UNA BIMBA DECAPITA UN PELUCHE: L’ARTE PUÒ TURBARE?

La gigantografia di un’opera di Nicoletta Ceccoli in una via di Cremona

CREMONA. Ci sono mostre e mostre. Alcune funzionano, altre no. Altre ancora animano discussioni. Quella che è allestita in questi giorni a Cremona in 43 spazi per le affissioni pubbliche in cui sono collocate delle riproduzioni delle opere di Nicoletta Ceccoli, illustratrice di libri per i bambini e artista di caratura internazionale, rientra in questo novero. Sta infatti suscitando relazioni contrastanti e polemiche.
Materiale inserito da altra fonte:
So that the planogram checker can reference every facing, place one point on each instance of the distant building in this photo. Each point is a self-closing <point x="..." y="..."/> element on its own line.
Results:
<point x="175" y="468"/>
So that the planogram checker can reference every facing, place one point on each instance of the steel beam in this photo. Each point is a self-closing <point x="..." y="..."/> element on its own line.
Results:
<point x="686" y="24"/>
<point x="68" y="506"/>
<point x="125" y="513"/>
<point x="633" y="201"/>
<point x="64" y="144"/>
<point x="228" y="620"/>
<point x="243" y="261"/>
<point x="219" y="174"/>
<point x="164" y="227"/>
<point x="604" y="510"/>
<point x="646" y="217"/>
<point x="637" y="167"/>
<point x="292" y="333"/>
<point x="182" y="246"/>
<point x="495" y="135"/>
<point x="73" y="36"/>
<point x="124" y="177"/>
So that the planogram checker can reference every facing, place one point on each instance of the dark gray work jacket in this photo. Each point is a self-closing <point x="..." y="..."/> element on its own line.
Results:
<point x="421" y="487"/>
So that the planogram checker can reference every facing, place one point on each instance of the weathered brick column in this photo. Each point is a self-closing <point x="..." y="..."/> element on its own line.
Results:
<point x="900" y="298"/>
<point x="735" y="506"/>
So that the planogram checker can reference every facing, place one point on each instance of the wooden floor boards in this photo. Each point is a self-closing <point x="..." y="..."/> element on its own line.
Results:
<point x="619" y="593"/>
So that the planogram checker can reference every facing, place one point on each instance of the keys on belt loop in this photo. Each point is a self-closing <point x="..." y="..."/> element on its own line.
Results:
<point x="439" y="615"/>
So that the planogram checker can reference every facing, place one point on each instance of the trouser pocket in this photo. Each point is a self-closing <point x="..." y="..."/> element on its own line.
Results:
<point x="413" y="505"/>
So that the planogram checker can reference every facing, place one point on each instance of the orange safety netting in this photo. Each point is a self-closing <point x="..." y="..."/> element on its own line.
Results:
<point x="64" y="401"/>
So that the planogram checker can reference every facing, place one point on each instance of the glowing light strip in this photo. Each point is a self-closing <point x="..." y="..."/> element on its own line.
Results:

Se, infatti, la maggior parte dei lavori dell’artista generano meraviglia per lo straordinario talento dell’autrice, dall’altra alcune immagini stanno suscitano persino indignazione, con alcune forze politiche all’attacco, soprattutto perché l’esposizione pubblica, organizzata dall’associazione culturale Tapirulan nell’ambito della rassegna “Affiche”, vanta la collaborazione dell’amministrazione comunale che, come si diceva, ha messo a disposizione gli spazi per affiggere le gigantografie.

Due, in particolare, stanno scaldando gli animi: quelle in cui si osserva una bambina dallo sguardo angelico mentre ha appena sgozzato dei conigli di peluche. In particolare c’è chi teme per i piccoli, che potrebbero essere – a loro dire – turbati da queste immagini.

Dunque, se da una parte le uccisioni sono sempre state presenti nel mondo della letteratura dei minori, basta ricordare, a titolo esemplificativo, la favola di Cappuccetto Rosso in cui, come è noto, il lupo si mangia sia la nonna che la dolce nipotina, la questione è se le immagini che afferiscono alla morte possano turbare, specialmente i minori.

Davide con la testa di Golia, Salomè con la testa del Battista, Giuditta e Oloferne sono alcuni dei soggetti, svolti anche da maestri del calibro di Caravaggio ed Artemisia Gentileschi, che propongono uno svolgimento che prevede, sottende o segue una decapitazione. Quindi uno “sgozzamento” simile a quello proposto nell’illustrazione della Ceccoli.

Dunque è il medium che fa la differenza? Cioè lo scritto è meno efficace, meno ficcante rispetto all’immagine? Ne dubito. Forse la questione va posta diversamente. Ovvero forse occorrerebbe una mediazione fra l’immagine e il suo significato. Anche quando esso è particolarmente toccante.